Наконец, отец привез ей из ближайшего города богатого жениха. Назначили день свадьбы, и началась подготовка к венчанию. Когда я увидел ее у окна и, как мне показалось, она печально на меня смотрела, я вознамерился расстроить эту свадьбу во что бы то ни стало. Я столкнулся с женихом на рынке и не смог сдержать бешенства. Мы принялись ссориться, я выхватил кинжал и убил его. Потом укрылся в ближайшей церкви и за небольшую сумму получил отпущение грехов, но не отваживался выйти из моего убежища.
В это время наш атаман собирал свою шайку. Он знал меня с малолетства. Услышав о моем положении, он тайно пришел ко мне, посулил мне множество заманчивых вещей, и я согласился присоединиться к его компании. Я и сам давно собирался избрать этот образ жизни, поскольку лично знал многих из этих храбрецов, которые прокучивали свои деньги вместе с нами, молодыми людьми из города.
Так я оставил свое убежище.
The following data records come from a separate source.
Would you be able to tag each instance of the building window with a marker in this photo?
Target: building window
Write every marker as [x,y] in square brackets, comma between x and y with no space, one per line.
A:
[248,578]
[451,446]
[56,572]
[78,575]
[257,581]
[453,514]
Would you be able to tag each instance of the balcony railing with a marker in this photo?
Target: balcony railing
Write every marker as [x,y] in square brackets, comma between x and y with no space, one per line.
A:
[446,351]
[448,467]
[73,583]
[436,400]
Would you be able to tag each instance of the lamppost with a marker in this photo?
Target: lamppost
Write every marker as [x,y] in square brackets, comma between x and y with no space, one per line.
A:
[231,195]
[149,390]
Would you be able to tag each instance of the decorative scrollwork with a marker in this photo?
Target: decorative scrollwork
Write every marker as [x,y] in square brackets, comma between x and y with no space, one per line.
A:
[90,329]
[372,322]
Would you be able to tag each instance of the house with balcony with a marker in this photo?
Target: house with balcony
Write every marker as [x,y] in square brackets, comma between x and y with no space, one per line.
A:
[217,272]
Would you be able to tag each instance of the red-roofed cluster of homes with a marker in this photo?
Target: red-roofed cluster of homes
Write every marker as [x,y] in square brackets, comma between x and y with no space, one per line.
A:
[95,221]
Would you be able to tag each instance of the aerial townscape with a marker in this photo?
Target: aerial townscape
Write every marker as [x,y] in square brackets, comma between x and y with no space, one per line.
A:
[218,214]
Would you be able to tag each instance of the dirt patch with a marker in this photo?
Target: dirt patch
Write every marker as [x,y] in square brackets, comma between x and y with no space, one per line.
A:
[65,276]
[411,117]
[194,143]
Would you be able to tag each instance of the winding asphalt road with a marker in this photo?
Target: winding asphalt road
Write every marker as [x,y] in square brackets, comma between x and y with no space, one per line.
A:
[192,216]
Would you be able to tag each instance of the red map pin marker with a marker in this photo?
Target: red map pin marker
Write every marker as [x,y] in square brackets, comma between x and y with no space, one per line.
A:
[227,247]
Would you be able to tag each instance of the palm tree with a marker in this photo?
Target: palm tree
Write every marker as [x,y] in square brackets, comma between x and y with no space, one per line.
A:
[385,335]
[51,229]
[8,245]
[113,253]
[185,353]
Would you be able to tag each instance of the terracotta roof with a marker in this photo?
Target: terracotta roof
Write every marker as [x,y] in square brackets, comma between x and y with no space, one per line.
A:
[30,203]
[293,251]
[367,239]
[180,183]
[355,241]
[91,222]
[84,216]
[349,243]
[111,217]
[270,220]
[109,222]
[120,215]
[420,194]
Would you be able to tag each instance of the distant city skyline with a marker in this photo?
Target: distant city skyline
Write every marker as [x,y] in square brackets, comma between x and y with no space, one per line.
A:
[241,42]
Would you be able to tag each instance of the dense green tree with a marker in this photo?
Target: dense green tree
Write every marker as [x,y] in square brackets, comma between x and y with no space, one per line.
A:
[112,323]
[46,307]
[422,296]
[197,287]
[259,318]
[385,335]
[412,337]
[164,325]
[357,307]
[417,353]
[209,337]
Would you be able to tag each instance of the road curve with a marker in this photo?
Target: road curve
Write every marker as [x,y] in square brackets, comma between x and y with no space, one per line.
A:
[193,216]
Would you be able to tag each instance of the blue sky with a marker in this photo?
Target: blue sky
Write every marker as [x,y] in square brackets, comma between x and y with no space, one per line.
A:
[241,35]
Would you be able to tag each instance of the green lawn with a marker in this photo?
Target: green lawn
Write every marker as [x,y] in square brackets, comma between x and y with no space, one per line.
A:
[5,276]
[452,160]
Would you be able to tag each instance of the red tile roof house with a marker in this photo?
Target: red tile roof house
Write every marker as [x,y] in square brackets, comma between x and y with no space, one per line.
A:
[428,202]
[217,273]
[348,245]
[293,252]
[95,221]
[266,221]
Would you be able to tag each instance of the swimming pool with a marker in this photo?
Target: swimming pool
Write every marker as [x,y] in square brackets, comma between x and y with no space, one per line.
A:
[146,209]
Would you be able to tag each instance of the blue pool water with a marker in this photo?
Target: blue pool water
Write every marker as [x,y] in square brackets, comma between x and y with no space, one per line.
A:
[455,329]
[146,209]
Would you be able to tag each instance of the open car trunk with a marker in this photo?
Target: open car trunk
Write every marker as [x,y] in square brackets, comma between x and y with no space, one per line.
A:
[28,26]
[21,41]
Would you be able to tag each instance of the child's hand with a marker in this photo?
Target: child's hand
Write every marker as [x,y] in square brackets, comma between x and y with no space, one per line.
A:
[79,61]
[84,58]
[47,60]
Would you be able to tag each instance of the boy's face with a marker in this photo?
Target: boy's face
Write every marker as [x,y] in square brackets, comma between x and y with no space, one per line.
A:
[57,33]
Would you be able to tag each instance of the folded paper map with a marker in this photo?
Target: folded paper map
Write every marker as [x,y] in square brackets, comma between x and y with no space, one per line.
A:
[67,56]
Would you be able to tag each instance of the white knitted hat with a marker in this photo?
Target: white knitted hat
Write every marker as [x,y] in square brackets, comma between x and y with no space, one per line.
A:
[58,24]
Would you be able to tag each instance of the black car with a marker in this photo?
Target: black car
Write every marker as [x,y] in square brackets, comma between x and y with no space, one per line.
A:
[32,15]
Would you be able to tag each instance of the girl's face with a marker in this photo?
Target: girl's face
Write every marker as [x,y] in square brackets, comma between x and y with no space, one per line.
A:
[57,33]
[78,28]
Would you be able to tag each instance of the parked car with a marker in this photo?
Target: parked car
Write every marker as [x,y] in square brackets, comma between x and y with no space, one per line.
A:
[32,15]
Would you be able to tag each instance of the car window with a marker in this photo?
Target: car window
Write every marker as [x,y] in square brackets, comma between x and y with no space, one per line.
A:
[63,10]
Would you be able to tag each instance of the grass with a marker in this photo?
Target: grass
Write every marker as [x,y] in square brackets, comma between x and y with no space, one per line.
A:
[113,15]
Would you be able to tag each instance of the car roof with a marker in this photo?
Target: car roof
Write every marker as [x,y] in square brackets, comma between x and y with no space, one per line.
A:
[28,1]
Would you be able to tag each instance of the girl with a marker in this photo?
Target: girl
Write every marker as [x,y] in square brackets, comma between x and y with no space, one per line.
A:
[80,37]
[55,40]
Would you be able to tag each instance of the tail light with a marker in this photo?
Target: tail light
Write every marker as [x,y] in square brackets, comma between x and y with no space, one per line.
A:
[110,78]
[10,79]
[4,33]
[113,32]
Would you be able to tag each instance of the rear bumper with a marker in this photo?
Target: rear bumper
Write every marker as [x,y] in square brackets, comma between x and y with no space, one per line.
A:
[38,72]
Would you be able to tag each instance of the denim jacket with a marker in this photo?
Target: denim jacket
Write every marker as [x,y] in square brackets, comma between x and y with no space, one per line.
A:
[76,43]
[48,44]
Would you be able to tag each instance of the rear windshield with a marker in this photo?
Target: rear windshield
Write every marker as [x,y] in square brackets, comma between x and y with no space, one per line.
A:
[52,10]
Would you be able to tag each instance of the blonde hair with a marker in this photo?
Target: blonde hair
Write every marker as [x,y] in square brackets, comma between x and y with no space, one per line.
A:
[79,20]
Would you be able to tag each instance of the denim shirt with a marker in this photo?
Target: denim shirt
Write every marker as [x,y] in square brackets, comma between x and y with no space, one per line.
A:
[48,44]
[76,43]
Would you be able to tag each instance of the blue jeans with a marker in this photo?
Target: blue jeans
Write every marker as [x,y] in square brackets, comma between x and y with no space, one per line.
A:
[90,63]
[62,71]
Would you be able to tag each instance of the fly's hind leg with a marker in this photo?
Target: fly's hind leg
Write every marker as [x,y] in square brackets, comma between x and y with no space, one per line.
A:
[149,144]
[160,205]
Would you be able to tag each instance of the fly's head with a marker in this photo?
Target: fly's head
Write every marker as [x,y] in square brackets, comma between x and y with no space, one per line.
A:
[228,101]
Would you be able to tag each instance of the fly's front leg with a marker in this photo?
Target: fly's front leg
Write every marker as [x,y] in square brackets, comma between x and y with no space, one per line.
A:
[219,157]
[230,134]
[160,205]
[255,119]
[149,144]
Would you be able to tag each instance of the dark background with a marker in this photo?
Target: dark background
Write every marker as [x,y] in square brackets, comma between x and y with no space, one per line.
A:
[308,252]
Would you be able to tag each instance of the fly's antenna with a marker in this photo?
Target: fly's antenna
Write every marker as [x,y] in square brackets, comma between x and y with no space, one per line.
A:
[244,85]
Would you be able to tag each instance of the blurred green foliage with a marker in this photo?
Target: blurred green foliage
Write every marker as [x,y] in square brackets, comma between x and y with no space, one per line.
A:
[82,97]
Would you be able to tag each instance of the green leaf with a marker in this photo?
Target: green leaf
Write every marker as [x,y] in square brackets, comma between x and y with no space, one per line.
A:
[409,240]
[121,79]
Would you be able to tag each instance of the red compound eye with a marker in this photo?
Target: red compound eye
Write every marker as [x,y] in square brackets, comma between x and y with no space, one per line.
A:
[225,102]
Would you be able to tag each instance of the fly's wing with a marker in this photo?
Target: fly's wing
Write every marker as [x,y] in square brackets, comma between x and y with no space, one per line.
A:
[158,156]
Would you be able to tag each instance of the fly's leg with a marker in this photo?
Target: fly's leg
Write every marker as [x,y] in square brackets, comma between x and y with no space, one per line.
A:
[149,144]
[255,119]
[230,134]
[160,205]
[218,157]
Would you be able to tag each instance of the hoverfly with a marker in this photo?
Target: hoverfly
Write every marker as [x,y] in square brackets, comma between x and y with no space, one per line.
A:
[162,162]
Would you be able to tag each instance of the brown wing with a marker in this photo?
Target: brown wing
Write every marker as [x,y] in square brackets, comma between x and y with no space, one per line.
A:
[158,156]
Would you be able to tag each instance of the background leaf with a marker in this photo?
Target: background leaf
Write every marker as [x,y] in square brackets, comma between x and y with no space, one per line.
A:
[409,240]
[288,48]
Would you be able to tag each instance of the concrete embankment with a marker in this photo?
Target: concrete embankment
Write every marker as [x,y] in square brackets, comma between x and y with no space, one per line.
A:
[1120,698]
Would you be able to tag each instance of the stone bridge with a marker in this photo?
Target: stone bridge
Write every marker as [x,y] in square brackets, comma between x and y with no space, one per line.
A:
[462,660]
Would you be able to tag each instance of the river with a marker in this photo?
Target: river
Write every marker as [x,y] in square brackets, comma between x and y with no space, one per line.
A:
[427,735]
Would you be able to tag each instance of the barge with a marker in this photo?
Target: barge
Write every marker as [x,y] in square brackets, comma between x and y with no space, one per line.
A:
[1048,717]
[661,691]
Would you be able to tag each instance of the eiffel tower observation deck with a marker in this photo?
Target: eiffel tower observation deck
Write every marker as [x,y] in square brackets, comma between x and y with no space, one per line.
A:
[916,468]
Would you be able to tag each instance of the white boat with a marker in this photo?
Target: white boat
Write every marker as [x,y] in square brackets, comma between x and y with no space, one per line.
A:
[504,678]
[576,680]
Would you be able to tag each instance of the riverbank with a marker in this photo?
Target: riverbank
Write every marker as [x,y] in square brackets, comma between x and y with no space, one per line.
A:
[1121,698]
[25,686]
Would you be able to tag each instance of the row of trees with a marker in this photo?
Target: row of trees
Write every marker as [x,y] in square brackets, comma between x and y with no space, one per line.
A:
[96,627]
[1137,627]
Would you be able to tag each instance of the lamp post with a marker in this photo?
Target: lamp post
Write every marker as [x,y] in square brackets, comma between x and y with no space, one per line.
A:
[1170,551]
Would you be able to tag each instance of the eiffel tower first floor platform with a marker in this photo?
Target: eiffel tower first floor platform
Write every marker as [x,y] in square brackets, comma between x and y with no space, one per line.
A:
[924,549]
Однажды поздно вечером пришел в назначенное для свидания место, произнес полагающуюся клятву и стал членом этой шайки.
Мы оставались некоторое время в горах, наша дикая, романтическая жизнь вполне соответствовала моим представлениям о ней и занимала меня безраздельно. Но вскоре мои мысли вновь все больше и больше стала занимать Розетта. Уединение, в котором я часто пребывал, давало мне возможность любоваться ее портретом. Когда я оставался караульным в горах, то на меня находила нервная дрожь, вызванная воспоминаниями и переживаниями.